キリガの類.

 10代の終わり頃のわたしの精神に大きな影響を与えた表現者を3人あげるなら,形而上絵画のデ・キリコと「死霊」の埴谷雄高と「猟奇王」の川崎ゆきおである.30年が過ぎた今でも,時々はそれらに立ち戻らないと,わたしは確実に堕落していくし,現在は確実に堕ちた状態にある.
 川崎ゆきおの作品の登場人物たちがしばしば「こんな雨の日は会社行きたくないなあ」ともらす.今日はそんな感じ.朝から降ったり止んだり.札幌での詩誌の合評会はあっさりパスされた.どうせ,わたしは何も書いていない.

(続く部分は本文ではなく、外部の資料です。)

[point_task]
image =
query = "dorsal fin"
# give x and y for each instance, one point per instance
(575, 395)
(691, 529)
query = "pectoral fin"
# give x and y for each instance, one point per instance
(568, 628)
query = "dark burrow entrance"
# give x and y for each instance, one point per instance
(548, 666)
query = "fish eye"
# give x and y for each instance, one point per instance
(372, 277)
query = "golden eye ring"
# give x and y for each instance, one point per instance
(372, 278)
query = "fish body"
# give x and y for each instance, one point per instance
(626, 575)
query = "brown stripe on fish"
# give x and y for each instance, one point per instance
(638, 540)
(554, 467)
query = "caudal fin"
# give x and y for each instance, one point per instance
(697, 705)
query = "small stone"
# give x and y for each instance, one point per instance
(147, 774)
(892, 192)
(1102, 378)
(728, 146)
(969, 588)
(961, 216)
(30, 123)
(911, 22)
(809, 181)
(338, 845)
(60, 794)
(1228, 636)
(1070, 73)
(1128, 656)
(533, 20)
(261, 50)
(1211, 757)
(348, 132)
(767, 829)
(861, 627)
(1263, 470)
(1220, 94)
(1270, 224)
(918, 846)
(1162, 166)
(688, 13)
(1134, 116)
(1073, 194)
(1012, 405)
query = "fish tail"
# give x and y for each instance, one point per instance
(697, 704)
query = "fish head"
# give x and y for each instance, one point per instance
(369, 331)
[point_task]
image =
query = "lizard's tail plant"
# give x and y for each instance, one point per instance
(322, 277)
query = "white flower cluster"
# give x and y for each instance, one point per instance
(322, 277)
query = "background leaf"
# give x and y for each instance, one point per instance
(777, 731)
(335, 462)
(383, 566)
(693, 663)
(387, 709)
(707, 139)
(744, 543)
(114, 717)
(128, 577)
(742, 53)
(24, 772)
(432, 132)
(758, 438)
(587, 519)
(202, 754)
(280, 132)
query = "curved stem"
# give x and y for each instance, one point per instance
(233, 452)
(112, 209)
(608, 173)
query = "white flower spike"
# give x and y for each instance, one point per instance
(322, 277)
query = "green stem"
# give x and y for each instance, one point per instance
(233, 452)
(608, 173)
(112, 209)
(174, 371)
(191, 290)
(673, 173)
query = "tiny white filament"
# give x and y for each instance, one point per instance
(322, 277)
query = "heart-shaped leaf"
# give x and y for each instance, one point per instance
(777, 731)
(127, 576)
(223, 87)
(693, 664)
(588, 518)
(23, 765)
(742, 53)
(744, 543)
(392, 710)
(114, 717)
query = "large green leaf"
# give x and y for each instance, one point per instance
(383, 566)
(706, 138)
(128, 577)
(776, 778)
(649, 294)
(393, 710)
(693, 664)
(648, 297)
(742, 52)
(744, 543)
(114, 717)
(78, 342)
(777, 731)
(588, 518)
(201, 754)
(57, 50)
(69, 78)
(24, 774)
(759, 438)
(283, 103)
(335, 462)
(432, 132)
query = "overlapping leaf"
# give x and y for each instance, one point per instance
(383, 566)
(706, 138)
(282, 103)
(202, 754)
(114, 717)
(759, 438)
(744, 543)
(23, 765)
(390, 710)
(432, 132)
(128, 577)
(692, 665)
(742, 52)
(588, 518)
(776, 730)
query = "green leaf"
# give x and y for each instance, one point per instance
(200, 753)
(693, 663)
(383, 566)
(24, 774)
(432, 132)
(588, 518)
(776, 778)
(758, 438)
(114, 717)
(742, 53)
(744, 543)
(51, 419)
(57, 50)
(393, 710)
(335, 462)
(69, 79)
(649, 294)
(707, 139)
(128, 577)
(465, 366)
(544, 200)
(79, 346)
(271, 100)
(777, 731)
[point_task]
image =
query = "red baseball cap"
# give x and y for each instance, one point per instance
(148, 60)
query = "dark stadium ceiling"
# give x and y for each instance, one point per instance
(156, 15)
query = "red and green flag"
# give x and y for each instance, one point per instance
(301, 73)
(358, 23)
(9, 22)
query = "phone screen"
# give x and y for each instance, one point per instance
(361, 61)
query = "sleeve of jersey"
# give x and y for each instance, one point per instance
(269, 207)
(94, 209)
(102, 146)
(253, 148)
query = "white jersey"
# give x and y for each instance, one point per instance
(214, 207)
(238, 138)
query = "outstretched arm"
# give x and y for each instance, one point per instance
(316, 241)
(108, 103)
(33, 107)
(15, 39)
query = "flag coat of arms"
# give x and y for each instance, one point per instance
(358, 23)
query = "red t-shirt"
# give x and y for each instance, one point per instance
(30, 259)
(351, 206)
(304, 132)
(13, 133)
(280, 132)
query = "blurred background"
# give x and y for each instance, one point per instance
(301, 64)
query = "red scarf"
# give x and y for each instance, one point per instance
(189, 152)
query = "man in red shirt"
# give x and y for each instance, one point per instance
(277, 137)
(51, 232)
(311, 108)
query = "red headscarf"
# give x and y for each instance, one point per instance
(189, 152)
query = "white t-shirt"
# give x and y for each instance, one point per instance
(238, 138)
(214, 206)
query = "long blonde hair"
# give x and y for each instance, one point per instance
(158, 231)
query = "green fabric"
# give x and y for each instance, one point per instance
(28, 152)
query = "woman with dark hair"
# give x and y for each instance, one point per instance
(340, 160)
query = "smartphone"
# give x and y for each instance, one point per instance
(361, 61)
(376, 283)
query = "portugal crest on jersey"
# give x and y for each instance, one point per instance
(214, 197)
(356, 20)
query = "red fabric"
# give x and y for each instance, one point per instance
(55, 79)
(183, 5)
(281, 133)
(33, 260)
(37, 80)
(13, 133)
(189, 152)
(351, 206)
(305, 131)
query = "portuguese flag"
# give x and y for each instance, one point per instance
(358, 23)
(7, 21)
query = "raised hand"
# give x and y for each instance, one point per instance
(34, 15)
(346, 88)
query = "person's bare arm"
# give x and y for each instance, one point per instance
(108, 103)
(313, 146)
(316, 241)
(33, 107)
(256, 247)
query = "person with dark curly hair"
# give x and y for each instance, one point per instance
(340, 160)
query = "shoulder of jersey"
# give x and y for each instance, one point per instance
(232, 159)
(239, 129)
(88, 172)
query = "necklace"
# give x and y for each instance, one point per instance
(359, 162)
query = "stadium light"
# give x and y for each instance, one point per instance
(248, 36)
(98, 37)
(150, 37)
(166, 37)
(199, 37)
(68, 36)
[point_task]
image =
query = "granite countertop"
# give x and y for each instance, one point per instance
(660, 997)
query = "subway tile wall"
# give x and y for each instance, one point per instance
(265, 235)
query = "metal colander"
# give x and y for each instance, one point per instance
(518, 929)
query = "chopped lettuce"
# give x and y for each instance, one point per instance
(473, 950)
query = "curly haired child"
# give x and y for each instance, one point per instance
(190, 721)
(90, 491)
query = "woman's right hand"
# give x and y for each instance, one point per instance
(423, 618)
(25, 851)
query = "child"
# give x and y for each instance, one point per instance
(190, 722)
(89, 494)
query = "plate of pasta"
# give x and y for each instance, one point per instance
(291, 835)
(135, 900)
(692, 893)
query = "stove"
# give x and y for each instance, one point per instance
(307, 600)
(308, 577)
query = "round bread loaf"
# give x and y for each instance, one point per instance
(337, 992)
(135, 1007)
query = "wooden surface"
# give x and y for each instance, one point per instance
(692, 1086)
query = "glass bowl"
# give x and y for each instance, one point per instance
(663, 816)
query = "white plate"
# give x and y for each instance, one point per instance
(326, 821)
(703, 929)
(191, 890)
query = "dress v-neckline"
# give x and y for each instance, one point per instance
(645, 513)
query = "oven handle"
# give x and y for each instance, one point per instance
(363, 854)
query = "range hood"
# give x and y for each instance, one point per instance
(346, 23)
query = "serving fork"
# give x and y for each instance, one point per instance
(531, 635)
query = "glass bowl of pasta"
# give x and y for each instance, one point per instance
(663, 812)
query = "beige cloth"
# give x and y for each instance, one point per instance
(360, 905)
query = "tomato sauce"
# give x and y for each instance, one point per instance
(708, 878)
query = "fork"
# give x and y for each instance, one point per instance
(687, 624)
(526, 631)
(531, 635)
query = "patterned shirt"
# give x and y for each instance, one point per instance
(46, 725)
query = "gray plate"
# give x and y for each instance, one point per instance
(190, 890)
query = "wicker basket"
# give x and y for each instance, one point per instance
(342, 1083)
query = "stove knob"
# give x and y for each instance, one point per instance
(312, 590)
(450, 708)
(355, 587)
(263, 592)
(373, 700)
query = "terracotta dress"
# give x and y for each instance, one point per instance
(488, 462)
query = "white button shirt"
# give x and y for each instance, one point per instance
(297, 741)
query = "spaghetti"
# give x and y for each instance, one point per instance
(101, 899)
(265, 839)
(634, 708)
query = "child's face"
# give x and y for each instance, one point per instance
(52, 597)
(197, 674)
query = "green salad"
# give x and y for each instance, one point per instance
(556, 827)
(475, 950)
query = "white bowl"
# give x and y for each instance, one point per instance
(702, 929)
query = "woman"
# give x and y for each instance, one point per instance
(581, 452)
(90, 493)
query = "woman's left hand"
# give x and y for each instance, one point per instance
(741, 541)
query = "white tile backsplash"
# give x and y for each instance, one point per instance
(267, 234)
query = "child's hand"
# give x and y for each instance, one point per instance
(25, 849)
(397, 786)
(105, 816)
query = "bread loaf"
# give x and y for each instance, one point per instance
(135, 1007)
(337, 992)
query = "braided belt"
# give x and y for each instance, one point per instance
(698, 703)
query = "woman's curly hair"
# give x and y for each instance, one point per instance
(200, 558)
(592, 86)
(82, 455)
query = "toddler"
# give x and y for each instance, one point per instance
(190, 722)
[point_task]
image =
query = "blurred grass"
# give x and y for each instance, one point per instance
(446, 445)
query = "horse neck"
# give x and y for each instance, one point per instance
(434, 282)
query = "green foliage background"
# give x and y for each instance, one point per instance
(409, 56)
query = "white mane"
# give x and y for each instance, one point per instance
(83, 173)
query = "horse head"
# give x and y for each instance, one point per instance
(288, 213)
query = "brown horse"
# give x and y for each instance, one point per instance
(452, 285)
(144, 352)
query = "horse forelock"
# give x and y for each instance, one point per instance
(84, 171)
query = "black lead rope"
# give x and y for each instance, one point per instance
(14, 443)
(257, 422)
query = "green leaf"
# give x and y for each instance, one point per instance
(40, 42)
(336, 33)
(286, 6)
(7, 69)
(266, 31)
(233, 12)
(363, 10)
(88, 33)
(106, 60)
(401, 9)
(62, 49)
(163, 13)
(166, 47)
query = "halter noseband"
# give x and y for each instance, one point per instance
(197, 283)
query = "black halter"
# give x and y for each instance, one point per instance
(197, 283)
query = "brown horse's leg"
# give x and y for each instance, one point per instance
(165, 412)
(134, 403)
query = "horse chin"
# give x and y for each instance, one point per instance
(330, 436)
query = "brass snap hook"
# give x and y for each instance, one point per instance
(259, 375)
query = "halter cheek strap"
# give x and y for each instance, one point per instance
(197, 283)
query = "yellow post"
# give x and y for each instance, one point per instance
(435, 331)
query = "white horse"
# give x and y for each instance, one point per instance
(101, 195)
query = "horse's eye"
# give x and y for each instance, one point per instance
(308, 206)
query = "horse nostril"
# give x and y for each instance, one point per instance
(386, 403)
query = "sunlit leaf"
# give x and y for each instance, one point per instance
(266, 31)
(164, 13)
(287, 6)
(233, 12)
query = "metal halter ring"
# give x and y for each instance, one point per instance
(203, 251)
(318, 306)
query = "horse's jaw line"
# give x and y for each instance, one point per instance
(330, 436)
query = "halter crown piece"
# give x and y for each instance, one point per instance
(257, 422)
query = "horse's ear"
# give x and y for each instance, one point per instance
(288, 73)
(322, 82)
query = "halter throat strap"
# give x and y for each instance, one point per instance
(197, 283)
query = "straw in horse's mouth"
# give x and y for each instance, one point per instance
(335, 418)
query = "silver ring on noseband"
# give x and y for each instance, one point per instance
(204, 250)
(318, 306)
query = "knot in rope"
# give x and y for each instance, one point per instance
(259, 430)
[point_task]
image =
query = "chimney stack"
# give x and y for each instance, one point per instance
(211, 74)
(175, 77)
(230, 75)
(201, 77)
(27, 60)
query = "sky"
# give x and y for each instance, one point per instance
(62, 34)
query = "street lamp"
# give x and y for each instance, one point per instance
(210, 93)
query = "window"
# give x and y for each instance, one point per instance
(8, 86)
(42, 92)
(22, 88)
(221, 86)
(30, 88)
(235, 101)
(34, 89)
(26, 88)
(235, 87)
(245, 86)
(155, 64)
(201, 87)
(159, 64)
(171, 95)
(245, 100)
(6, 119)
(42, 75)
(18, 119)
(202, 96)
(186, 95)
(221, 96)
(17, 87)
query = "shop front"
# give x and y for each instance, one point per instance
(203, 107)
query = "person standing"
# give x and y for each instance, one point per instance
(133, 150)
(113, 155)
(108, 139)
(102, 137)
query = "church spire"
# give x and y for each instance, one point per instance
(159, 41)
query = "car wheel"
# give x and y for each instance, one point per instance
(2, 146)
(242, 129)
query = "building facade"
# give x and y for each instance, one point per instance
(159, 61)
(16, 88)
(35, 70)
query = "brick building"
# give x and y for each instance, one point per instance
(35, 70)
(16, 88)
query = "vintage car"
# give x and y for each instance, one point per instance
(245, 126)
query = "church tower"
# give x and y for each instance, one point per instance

 朝からビールを飲む.寝たり起きたりを反復する.間歇的に雨音が強くなる.


 夜になって活動再開.
 雨はあがっている.道路は乾いている箇所と水の浮いている箇所がまだらになっている.出撃してみようか.14時間以上経過しているのでアルコールは問題ない.
 気温は6℃だが寒い.風があって体感温度は低い.これはきっと蛾はいないだろう.


 各所はことごとく不調.
 <アルテン温泉駐車場>でキリガの死骸.
キリガの類
 人間や大型の動物は,生きている状態と死んでいるそれとでは,見る者に与える感覚があからさまに異なる.生体と死体.命と物.ああ,これは生きてないな,と思う.
 昆虫はわたしにはよく分からない.壊れた機械のようになっていてはじめて,死んでいるのが分かる.
 以前.1日に数回しか電車の停まらない,あるいはもう電車の停まることのなくなった幾つもの無人駅を訪ねまわったことがある.それらは生きているのか死んでいるのか分からない空間だった.動かない虫には同じ匂いが感じられる.
 目前の死だけを待っている,暗がりの灯火の虫ばかりに関わっているからかもしれない.
 陽光のもとで,虫たちは実に生を謳歌しているのかもしれない.彼らを撮るとき,わたしは彼らを夜のように撮ろうと思うだろう.